Rasps rang out above Ash. Silk threads shifting everywhere. Straining.
Not yet breaking.
The first and last remaining spidora hissed. Cracking its mouth wide with a crazy sly grin. All four blades raising.
Its eight spider feet bending for a leap.
“My hatchlings hatch soon,” it said, “A worthy meal you two will be when I dice you into –”
An explosion blew in the shutters next to Mandy. Shattered those thick oak panels.
Flinging those now jagged iron frame right at the last spidora
Who, with a whoop, sliced it in half, two blades cutting it quick. The other two shoving the two halves clear of the spidora.

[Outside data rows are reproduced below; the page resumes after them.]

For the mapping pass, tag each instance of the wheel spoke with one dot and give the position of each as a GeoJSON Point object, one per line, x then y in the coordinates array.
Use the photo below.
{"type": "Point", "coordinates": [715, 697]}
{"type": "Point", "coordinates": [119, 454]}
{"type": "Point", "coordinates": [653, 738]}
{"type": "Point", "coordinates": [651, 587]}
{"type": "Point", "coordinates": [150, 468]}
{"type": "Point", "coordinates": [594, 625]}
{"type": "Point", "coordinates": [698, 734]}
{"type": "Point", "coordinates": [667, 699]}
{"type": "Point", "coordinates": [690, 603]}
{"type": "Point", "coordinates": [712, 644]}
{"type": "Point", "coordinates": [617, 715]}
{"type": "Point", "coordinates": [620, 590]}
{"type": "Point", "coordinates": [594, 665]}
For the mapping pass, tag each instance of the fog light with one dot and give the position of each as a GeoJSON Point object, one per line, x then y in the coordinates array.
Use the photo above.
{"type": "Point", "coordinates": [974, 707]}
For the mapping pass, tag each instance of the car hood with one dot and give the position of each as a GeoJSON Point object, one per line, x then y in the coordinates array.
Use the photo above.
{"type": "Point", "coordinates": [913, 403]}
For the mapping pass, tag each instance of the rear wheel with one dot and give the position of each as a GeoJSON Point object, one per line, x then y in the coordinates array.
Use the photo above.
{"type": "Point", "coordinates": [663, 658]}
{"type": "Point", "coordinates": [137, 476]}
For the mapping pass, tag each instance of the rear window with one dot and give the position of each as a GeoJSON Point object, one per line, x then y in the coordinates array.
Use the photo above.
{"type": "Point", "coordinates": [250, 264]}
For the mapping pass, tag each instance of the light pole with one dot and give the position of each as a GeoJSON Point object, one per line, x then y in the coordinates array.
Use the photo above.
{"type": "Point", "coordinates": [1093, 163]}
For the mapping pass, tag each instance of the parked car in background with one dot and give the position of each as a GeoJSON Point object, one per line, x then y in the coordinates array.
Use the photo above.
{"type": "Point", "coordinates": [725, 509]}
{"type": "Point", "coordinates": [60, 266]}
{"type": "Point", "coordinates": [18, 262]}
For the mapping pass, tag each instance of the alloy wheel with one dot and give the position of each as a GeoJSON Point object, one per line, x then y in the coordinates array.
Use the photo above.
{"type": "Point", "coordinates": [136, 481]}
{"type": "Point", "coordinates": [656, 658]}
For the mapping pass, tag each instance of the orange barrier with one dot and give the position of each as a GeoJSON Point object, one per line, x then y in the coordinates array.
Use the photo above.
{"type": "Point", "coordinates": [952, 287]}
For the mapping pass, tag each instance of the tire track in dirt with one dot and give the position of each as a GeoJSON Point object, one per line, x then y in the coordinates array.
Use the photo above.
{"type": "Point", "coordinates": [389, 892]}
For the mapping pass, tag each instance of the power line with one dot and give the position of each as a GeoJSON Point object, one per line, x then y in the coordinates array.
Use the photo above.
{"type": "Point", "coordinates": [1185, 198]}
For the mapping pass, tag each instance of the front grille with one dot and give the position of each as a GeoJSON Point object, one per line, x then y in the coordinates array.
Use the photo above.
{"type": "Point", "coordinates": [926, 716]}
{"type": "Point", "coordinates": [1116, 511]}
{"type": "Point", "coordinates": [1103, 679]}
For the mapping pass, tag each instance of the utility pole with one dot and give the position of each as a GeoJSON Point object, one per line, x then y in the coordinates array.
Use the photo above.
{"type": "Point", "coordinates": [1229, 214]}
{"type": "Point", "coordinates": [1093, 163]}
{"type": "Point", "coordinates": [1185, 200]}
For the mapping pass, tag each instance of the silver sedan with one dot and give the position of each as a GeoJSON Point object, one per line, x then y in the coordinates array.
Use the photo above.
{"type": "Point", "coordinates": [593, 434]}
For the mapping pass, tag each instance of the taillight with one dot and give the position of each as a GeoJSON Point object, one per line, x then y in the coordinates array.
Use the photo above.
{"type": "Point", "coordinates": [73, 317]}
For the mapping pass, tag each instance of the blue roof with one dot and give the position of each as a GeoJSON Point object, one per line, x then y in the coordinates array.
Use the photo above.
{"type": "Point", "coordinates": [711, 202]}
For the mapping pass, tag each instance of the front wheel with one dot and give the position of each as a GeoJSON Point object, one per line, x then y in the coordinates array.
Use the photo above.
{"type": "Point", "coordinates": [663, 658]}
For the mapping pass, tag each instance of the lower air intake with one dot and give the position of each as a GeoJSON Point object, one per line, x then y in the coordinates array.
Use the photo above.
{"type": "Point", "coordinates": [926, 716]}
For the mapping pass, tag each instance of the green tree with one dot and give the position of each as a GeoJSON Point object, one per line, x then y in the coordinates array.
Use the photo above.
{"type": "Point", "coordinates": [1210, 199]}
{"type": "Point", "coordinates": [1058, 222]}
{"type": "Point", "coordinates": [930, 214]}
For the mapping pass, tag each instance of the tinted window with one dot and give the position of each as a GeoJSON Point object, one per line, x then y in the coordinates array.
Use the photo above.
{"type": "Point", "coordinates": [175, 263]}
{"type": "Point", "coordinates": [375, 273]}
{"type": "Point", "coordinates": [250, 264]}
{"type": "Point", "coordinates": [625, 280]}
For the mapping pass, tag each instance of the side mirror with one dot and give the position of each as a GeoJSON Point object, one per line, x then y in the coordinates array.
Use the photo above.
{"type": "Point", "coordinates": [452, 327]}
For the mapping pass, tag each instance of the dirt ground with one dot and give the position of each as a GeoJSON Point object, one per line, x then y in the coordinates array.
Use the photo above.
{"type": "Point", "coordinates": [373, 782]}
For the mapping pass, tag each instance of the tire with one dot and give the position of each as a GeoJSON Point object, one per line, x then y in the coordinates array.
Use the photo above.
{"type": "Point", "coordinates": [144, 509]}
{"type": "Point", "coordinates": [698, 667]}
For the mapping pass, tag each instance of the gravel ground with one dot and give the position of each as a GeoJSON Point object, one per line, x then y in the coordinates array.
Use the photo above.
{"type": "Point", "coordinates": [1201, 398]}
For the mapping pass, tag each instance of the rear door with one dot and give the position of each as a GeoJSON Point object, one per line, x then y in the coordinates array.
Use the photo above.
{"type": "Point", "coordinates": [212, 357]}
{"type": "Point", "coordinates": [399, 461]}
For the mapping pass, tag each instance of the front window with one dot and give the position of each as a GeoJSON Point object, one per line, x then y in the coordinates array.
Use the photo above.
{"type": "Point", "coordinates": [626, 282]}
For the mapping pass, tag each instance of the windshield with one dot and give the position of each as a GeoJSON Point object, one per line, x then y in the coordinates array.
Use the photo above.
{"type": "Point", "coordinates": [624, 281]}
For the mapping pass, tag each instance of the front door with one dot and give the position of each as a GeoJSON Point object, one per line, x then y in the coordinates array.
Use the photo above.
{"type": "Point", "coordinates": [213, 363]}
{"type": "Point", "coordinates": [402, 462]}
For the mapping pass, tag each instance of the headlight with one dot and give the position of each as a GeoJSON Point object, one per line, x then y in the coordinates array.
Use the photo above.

“Ivy!” called out a girl, “Out here!”
Ash started to open my mouth to ask if Ivy referred to Mandy.
Before recalling the conversations –
Mandy snatched his forearm –
“You first,” she grumbled. Humanish kitty nose wrinkling.
And flung him at the open window.
Through it.
That her ridiculous strength sent him air born … his scream should of came out more than mere wimpy “Uhm …”
But he did manage to mimic an arrow. Sort of. The best he could, anyway.
Her aim was true.
He wished he could say the same for his.
But the crash and flops against hard jagged cobble left his limbs too bruised and achy to claim otherwise.
Flopping like a flounder on the ground. On very cold, very hard cobble. Thankfully he didn’t hear any of his ribs crack. The pain suggested they were only bruised, maybe possibly fractures, but not actually broken.
Even more thankfully – his saber stayed in his hand. Somehow. Just it landed away from him.
Near his face.
But better than serving raw skewered Ash delight.
A few screams, yowls, and mews later, there was a solid thump and tap on the cobble by his feet.
So Mandy managed a more dignified escape.
“Running so soon? My hatchings will hunt you down, Ivy Reap. You and your Ash La Pushka!” laughed the spidora inside, “Just pray he doesn’t catch you first!”
Someone yanked Ash to his feet.
But he didn’t need their help to run.
Okay, okay, just a little, very welcome help.